Все изменилось, когда Томас встретил девушку и окончательно, бесповоротно влюбился в нее. Девушка по имени Валерия явно из другого круга, параллельного тому, в котором живем мы, – дочь богатых людей, тусовщица и оторва. Они вообще не должны были встретиться. Но это было так похоже на Томаса – вечно он замахивался на что-то недоступное, явно ему не подходящее, но ублажающее его непомерные амбиции. Наше общение и его заинтересованность моей жизнью почти сошли на нет, уступив место его отношениям с девушкой, но я не обижалась и не ревновала, с пониманием относясь к силе его влюбленности. Однако, с каждой встречей, которые становились все более редкими, я видела, что он теряет себя уже не просто в переносном смысле. Валерия, с которой мы так и не познакомились, пристрастила его к наркотикам. Ни одна из сотни моим попыток повлиять на брата не увенчались успехом: он таял на глазах, все глубже зазасываемый в болото страшной зависимости.
Я практически не помню ничего из событий годичной давности: организовывать похороны Томаса помогала администрация детского дома и моя начальница Ирина Львовна. Моя память любезно блокирует травмирующие воспоминания, но я все же помню свою тотальную прострацию и нестерпимую боль, застилающую ясность ума: осознание того, что я осталась совсем одна на белом свете, убило меня, и кажется, я до сих пор все еще немного мертва. Признаюсь, я не проронила ни одной слезы – я не умею плакать, как бы ни хотелось порой. Кстати, на похороны брата упомянутая Валерия не явилась – очевидно, эти отношения значили для нее совсем не то же самое, что для Томаса.

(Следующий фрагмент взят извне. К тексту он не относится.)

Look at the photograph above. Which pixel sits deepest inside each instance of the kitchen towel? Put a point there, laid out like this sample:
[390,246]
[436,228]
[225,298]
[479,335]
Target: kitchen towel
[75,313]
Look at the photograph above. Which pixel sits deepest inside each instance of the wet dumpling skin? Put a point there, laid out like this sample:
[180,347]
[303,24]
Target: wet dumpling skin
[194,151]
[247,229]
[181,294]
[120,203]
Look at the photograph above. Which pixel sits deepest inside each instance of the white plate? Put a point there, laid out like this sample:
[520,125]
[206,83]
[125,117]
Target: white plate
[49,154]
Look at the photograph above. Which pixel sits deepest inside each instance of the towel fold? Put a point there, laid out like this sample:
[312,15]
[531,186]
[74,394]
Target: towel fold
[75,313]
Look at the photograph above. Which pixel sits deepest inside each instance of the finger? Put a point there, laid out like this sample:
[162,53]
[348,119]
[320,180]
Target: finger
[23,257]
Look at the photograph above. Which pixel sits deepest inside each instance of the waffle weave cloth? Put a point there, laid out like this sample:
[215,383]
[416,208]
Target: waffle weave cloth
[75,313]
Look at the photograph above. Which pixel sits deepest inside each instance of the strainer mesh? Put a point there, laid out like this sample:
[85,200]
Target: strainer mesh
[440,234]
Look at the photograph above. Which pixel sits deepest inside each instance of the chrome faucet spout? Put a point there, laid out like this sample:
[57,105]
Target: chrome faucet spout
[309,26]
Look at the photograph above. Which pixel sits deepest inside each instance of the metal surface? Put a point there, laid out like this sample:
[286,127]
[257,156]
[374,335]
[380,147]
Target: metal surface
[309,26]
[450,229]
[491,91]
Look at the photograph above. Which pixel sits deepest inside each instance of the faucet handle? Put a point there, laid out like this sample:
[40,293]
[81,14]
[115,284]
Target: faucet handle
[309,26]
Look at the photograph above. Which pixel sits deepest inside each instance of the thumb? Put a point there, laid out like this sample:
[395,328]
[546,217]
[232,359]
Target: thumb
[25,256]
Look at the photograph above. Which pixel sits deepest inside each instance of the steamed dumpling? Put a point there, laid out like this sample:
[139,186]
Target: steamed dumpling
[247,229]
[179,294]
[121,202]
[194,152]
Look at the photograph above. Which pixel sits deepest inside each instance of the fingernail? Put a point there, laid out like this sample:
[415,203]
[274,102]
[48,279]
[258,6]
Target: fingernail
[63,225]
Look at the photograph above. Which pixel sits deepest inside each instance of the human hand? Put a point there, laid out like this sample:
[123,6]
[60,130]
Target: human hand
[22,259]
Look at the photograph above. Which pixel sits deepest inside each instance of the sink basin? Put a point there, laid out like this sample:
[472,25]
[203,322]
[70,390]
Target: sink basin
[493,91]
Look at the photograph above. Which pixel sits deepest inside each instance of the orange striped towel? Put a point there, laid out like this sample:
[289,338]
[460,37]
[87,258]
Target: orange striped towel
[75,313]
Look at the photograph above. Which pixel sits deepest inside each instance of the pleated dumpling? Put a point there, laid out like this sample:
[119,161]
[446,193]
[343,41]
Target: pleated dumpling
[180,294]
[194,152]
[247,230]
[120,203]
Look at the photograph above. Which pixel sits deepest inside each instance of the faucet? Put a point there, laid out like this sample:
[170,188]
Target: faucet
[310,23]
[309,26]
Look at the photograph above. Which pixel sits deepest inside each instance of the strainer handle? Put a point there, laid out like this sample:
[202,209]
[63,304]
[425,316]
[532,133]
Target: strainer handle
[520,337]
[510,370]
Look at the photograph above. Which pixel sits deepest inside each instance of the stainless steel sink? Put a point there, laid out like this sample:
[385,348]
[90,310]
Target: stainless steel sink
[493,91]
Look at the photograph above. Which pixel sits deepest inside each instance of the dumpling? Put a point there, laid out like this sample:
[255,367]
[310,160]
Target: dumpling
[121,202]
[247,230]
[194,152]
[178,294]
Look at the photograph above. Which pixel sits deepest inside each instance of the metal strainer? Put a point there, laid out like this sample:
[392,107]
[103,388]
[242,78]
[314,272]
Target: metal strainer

Едва я понемногу начала приходить в себя, как оказалось, что в наследство от брата мне достается не только его квартира, заложенная в банк, но и куча долгов и микрозаймов. Он так старался впечатлить свою девушку и соответствовать ее уровню, что додумался шиковать на заемные под бешеный процент деньги. Иными словами, он жил так, словно знал, что отдавать долги ему не придется.
Мои интересы как ответчика в суде представлял мой друг Кирилл. По сути, это был один из первых его опытов ведения реальных дел после выпуска из юридического университета, поэтому когда мы проиграли по всем фронтам и частям банковского судебного иска, у меня не было даже мысли обидеться на него, тем более, что за свою помощь он не взял с меня ни копейки.
– Что, салат невкусный? – мягкий голос Кирилла вырывает меня из размышлений, и подняв глаза, я натыкаюсь на встревоженный взгляд серо-зеленых глаз. Кирилл Покровский – мой единственный друг, крепкая взаимная привязанность с которым появилась с самого первого класса, когда мы оказались за одной партой. Спустя пять лет после окончания школы мы все еще плотно общаемся и частенько выбираемся в бистро вместе пообедать, и он всегда безошибочно определяет мое настроение по аппетиту. Сегодня я вяло ковыряюсь вилкой в салате из свежей капусты, не в силах запихать в рот хотя бы небольшую порцию.
– Нет, салат вполне нормальный, – отзываюсь я. – Тогда что не так? – друг откладывает вилку и внимательно смотрит на меня, – рассказывай!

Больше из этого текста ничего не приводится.